FFT calculation using GPU: unable to compile program with recursion

I am trying to learn programming a GPU. My system environment is as follows:
OS: windows 10 pro
GPU: NVIDIA GTX 1080 Ti (display does not run on this; there is another gpu for that)
CUDA toolkit: v9.1
I wrote this simple program using CUDA to calculate FFT from scratch on a GPU. The algorithm follows the wikipedia example of Cooley-Tukey algorithm.

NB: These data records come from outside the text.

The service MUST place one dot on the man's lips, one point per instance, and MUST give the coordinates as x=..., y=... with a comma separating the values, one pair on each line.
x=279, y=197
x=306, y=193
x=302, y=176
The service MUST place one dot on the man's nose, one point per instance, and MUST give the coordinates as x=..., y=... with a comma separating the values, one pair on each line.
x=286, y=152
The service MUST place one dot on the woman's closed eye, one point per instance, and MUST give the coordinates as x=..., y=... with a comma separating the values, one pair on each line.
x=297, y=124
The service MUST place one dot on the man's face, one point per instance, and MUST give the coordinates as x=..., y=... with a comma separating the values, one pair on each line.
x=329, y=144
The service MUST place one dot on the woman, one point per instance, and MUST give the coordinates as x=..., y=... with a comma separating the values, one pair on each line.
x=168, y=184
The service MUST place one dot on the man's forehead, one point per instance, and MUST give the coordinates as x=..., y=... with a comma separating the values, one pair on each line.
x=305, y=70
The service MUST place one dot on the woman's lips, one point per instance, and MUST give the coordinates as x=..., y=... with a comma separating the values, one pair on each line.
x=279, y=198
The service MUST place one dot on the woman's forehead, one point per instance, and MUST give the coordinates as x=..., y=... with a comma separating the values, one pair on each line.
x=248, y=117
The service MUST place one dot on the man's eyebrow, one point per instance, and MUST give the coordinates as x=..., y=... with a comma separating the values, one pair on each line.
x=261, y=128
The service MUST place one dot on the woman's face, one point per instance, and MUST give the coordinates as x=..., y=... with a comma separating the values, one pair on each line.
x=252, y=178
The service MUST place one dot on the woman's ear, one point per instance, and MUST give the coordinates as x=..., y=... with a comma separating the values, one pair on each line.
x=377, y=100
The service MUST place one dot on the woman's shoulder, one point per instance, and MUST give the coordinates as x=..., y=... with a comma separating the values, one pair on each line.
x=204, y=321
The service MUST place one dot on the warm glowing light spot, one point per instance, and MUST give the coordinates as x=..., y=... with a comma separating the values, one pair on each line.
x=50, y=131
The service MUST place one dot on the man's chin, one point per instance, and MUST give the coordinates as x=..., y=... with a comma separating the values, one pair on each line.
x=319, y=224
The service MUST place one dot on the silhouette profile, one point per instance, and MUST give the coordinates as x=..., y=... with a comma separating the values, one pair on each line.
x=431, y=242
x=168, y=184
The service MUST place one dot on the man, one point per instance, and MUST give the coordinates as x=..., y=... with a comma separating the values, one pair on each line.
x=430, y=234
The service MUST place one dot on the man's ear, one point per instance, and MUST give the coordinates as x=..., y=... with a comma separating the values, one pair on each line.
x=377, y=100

The code uses recursive functions to calculate the FFT of an array of complex values.
#include <iostream>
#include <string>
#include "conio.h"
#include "cuda_runtime.h"
#include "device_launch_parameters.h"
#include <thrust\complex.h>
#include <cstdio>
#include <fstream>
using namespace std;
#define winSize 2048
#define winShift 1024
#define M_PI 3.14159265358979323846
__device__ void separate(thrust::complex<double>* a, int n)
{
thrust::complex<double>* b = new thrust::complex<double>[n / 2]; // get temp heap storage
for (int i = 0; i<n / 2; i++) // copy all odd elements to heap storage
b[i] = a[i * 2 + 1];
for (int i = 0; i<n / 2; i++) // copy all even elements to lower-half of a[]
a[i] = a[i * 2];
for (int i = 0; i<n / 2; i++) // copy all odd (from heap) to upper-half of a[]
a[i + n / 2] = b[i];
cudaFree(b); // delete heap storage
}
// N must be a power-of-2, or bad things will happen.
// Currently no check for this condition.
//
// N input samples in X[] are FFT'd and results left in X[].

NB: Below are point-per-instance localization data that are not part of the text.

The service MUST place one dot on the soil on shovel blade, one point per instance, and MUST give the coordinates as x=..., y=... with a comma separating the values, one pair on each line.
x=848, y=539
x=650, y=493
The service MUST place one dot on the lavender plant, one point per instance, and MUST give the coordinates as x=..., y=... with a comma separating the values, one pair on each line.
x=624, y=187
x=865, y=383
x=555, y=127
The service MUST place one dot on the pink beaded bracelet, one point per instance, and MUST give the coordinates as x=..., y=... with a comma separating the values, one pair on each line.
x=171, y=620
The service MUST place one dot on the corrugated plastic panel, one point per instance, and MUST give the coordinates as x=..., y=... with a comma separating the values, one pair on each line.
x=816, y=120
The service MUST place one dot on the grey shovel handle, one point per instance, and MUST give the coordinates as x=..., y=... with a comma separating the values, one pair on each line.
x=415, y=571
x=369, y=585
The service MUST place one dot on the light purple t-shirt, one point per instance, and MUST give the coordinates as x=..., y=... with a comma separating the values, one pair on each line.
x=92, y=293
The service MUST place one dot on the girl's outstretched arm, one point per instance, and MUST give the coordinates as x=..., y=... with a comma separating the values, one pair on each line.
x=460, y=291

// Because of Nyquist theorem, N samples means
// only first N/2 FFT results in X[] are the answer.
// (upper half of X[] is a reflection with no new information).

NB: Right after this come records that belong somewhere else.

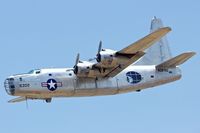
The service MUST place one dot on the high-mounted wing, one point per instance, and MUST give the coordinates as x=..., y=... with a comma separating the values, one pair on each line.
x=135, y=51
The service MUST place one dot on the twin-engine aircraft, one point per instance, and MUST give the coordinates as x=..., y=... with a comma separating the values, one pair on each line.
x=143, y=64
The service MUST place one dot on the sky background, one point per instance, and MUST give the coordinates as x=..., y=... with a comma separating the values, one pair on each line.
x=49, y=33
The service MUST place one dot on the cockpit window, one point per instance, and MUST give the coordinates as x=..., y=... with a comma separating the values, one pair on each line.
x=31, y=72
x=37, y=72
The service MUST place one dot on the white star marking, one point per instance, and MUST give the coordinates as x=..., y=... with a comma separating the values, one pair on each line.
x=52, y=85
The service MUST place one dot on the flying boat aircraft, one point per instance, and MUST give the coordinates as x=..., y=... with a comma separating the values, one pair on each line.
x=143, y=64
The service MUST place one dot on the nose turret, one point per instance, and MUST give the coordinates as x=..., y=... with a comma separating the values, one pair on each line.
x=9, y=86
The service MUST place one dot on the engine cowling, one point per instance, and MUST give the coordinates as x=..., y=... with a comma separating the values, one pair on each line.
x=83, y=68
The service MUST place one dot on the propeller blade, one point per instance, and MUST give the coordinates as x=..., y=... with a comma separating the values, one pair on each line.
x=100, y=47
x=77, y=59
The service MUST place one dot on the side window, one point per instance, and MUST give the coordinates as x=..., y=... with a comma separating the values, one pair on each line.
x=37, y=72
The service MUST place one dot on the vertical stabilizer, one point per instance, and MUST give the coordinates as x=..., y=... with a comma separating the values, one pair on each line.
x=160, y=51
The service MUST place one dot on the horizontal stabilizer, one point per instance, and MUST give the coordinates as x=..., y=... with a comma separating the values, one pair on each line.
x=18, y=99
x=178, y=60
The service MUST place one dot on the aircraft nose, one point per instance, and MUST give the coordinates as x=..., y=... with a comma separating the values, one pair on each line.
x=9, y=86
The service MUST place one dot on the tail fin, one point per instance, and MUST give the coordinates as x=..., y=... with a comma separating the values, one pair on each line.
x=173, y=62
x=160, y=51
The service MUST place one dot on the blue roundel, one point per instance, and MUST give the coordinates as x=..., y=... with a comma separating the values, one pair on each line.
x=133, y=77
x=52, y=84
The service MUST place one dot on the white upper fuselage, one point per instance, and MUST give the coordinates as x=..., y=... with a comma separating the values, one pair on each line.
x=62, y=82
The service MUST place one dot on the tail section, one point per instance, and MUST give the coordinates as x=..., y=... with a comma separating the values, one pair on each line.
x=160, y=51
x=173, y=62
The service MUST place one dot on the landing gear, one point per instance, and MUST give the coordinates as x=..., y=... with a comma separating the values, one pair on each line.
x=48, y=100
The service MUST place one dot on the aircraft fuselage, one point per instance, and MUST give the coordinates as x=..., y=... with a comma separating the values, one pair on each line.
x=48, y=83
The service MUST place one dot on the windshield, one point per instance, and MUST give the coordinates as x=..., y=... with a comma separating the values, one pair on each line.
x=33, y=71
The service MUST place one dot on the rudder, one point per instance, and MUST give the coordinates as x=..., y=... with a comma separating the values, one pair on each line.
x=160, y=51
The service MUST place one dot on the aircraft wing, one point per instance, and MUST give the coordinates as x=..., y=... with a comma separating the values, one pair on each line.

__global__ void fft2(thrust::complex<double>* X, int N)
{
if (N < 2)
{
// bottom of recursion.
// Do nothing here, because already X[0] = x[0]
}
else
{
separate(X, N); // all evens to lower half, all odds to upper half
fft2 << <1, 1 >> >(X, N / 2); // recurse even items
fft2 << <1, 1 >> >(X + N / 2, N / 2); // recurse odd items
// combine results of two half recursions
for (int k = 0; k<N / 2; k++)
{
thrust::complex<double> e = X[k]; // even
thrust::complex<double> o = X[k + N / 2]; // odd
// w is the "twiddle-factor"
thrust::complex<double> w = exp(thrust::complex<double>(0, -2.*M_PI*k / N));
X[k] = e + w * o;
X[k + N / 2] = e - w * o;
}
}
}
int main()
{
const int nSamples = 64;
double nSeconds = 0.02; // total time for sampling
double sampleRate = nSamples / nSeconds; // n Hz = n / second
double freqResolution = sampleRate / nSamples; // freq step in FFT result
thrust::complex<double> x[nSamples]; // storage for sample data
thrust::complex<double> X[nSamples]; // storage for FFT answer
thrust::complex<double> *d_arr1;
const int nFreqs = 5;
double freq[nFreqs] = { 2,4,8,32,72 }; // known freqs for testing
size_t n_byte = nSamples * sizeof(complex<double>);
// generate samples for testing
for (int i = 0; i<nSamples; i++)
{
x[i] = thrust::complex<double>(0., 0.);
// sum several known sinusoids into x[]
for (int j = 0; j < nFreqs; j++)
x[i] += sin(2 * M_PI*freq[j] * i); // / nSamples);
X[i] = x[i]; // copy into X[] for FFT work & result
}
// compute fft for this data
cudaMalloc((void**)&d_arr1, n_byte);
cudaMemcpy(d_arr1, X, n_byte, cudaMemcpyHostToDevice);
//launchKernel << <1, 1 >> >(d_arr1, nSamples);
fft2 << <1, 1 >> > (d_arr1, nSamples);
cudaMemcpy(X, d_arr1, n_byte, cudaMemcpyDeviceToHost);
printf(" n\tx[]\tX[]\tf\n"); // header line
// loop to print values
for (int i = 0; i<nSamples; i++)
{
printf("% 3d\t%+.3f\t%+.3f\t%g\n",
i, x[i].real(), abs(X[i]), i*freqResolution);
}
ofstream myfile("example_cuda.txt");
printf("I am trying to write to file\n");
if (myfile.is_open())
{
for (int count = 0; count < nSamples; count++)
{
myfile << x[count].real() << "," << abs(X[count]) << "," << count*freqResolution << "\n";
}
myfile.close();
}
}
I used the following command to compile the code using VS2015 command prompt:
nvcc -o fft_Wiki2.exe -c -arch=compute_35 -rdc=true
--expt-relaxed-constexpr --machine 64 -Xcompiler "/wd4819" fftWiki_2.cu
The compilation itself doesn't show any errors or warnings, but the executable does not run. When I try the
fft_Wiki2.exe
it simply says the version of this executable is incompatible with the 64 bit Windows version and so cannot execute. But I am using the --machine 64 option to force the executable version.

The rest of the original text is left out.